Step 4: Measure Performance With NCROAS & Incrementality
Shift away from:
Shift toward:
New buyer ROAS
Incremental lift
Contribution margin
Step 5: Align Your Google Strategy With Meta + TikTok
Social creates demand. Google captures it. When Google tries to also create demand, it becomes expensive. When Meta/TikTok create demand and Google captures it efficiently, scaling accelerates.
Real Examples of the ROAS Illusion
Let’s break down the common pattern:
Inflation Pattern
Brand launches ads across channels.
Awareness increases.
Searches for the brand name increase.
Google branded campaigns capture these customers.
ROAS skyrockets.
Brand mistakenly shifts budget to branded campaigns.
Growth stalls.
What Happens When You Shift Spend to Non-Branded
New customer volume increases
Revenue scales
Incremental lift increases
Blended CAC improves
Lifetime value improves
True ROAS becomes more accurate
The Right Way to Use Branded Search
Branded search is not a growth strategy. It is a defensive moat.
Use branded campaigns to:
Protect from competitor bidding
Ensure visibility for your own name
Maintain cheap incremental sales
Ensure a smooth brand experience
But limit spend. Do not scale branded terms aggressively. Their job is to capture, not create.
Conclusion
Google ROAS is one of the most seductive metrics in paid media- but also one of the most misleading.
If you rely on ROAS alone:
You’ll overvalue branded search
You’ll scale the wrong campaigns
You’ll misjudge true performance
You’ll stall growth even when numbers look great
True scaling happens when you pair:
Demand creation (Meta, TikTok, influencers)
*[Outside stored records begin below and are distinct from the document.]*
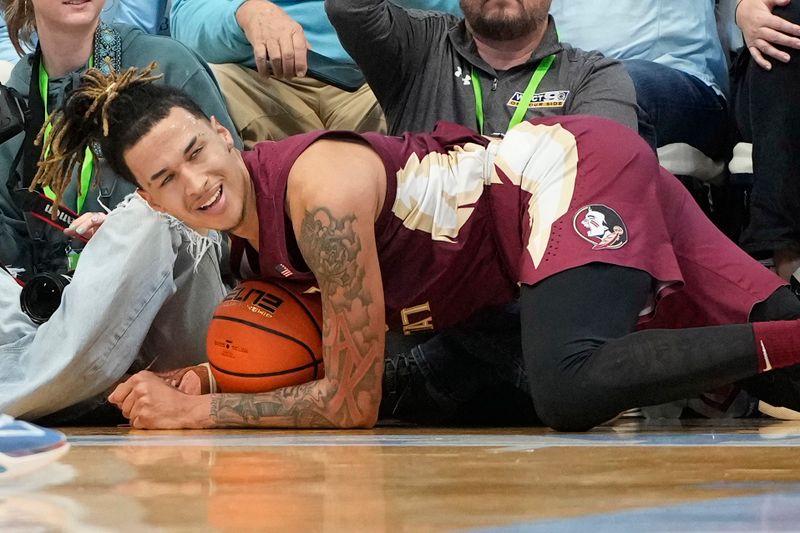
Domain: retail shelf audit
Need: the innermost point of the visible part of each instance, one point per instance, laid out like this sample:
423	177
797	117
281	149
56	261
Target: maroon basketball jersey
467	218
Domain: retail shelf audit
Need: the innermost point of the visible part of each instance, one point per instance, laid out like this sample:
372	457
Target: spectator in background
673	53
765	75
151	16
424	67
259	51
8	56
478	70
145	286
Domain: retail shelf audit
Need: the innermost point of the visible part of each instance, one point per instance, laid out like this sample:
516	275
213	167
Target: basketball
266	335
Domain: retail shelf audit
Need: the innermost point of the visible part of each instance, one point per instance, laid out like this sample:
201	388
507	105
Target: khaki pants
270	109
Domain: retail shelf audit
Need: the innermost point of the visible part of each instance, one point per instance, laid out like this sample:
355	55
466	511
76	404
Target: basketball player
420	232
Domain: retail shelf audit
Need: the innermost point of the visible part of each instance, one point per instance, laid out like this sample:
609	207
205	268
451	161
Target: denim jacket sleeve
126	274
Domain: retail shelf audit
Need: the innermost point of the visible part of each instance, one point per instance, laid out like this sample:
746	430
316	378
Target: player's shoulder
336	171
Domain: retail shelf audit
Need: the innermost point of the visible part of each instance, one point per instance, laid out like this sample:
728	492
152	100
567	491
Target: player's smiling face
188	167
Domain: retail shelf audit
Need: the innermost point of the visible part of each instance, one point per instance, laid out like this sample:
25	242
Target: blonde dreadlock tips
64	147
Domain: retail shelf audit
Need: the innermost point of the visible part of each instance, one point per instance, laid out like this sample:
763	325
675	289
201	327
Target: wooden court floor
627	476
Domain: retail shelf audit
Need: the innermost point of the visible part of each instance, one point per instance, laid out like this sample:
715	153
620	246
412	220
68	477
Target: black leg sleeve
586	364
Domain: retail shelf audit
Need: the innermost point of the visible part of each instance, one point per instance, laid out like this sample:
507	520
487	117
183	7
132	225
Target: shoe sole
17	466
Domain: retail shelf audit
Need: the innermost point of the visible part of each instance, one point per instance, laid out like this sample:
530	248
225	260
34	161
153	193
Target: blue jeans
676	107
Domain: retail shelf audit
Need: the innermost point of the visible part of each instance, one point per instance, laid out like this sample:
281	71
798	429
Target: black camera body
41	293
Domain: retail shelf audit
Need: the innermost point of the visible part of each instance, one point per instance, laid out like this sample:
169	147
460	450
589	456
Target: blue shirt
209	27
681	34
151	16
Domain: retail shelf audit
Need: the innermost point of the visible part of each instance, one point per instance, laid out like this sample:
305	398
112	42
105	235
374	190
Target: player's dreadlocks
113	111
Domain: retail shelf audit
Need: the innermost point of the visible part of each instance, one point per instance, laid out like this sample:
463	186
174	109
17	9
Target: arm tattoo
352	349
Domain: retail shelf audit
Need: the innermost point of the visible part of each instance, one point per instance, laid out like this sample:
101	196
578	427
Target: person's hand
149	402
763	31
194	380
86	225
278	41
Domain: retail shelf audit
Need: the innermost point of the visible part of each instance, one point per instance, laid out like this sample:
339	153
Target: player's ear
222	131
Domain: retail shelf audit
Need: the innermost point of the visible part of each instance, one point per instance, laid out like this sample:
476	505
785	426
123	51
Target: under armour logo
466	80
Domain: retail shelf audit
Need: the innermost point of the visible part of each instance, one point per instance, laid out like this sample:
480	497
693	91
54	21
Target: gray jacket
418	64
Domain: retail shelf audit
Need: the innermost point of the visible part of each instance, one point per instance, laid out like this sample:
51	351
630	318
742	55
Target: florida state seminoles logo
601	226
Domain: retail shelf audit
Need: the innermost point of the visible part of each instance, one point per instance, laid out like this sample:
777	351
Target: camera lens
41	296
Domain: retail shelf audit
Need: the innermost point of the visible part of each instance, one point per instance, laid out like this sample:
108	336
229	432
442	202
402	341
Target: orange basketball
266	335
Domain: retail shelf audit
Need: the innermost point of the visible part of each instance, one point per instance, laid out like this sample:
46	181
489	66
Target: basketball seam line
308	312
274	332
267	375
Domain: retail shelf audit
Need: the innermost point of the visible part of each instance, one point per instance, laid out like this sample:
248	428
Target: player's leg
586	363
470	374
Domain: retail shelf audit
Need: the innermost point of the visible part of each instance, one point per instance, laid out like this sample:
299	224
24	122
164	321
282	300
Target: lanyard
88	159
527	96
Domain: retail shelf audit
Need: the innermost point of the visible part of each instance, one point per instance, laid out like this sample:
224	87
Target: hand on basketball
149	402
191	380
86	225
763	31
279	42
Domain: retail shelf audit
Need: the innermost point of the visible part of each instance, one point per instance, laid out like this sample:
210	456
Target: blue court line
773	512
515	442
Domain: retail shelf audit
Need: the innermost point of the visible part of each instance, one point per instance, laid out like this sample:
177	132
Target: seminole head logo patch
601	226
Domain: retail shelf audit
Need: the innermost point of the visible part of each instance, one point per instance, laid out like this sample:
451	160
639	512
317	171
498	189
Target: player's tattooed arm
338	244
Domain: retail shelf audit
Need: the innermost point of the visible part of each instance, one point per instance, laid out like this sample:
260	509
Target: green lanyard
88	158
527	96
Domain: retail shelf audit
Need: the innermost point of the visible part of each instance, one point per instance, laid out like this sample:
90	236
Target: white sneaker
781	413
25	447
Demand capture (Google non-branded search)
Brand protection (Google branded search)
Incremental measurement (NCROAS, LTV/CAC, new buyer attribution)
If you want this built for you, RCKSTR Media can architect the entire system, restructure your search account, and create a performance engine that scales reliably.
FAQ
Why is Google ROAS misleading for most brands?
Because sometimes most of Google’s ROAS comes from branded search - customers who were already going to buy - ROAS appears high even when the ads aren’t driving real growth or new customers.
Should I still run branded search campaigns?
Yes, but only for brand protection and high-intent capture - not for scaling - because branded search doesn’t drive net-new customer acquisition.
What’s the difference between branded vs non-branded search?
Branded search captures people already looking for your brand, while non-branded search reaches new potential customers who haven’t discovered you yet.
How do you measure incremental lift in Google Ads?
Incremental lift is measured through holdout tests, geo splits, or new customer performance tracking to determine how many conversions were truly caused by ads.
What metric matters more than ROAS for growth-focused brands?
New Customer ROAS (NCROAS) matters more because it focuses only on net-new buyers, revealing true acquisition efficiency and growth.
How does last-touch attribution inflate Google performance?
Last-touch attribution gives Google full credit for conversions even when other channels created the demand, making Google appear more effective than it is.
What is the ideal percentage split between branded and non-branded search?
Most brands scale best by allocating 10-20% of spend to branded search and 80-90% to non-branded prospecting where real growth occurs.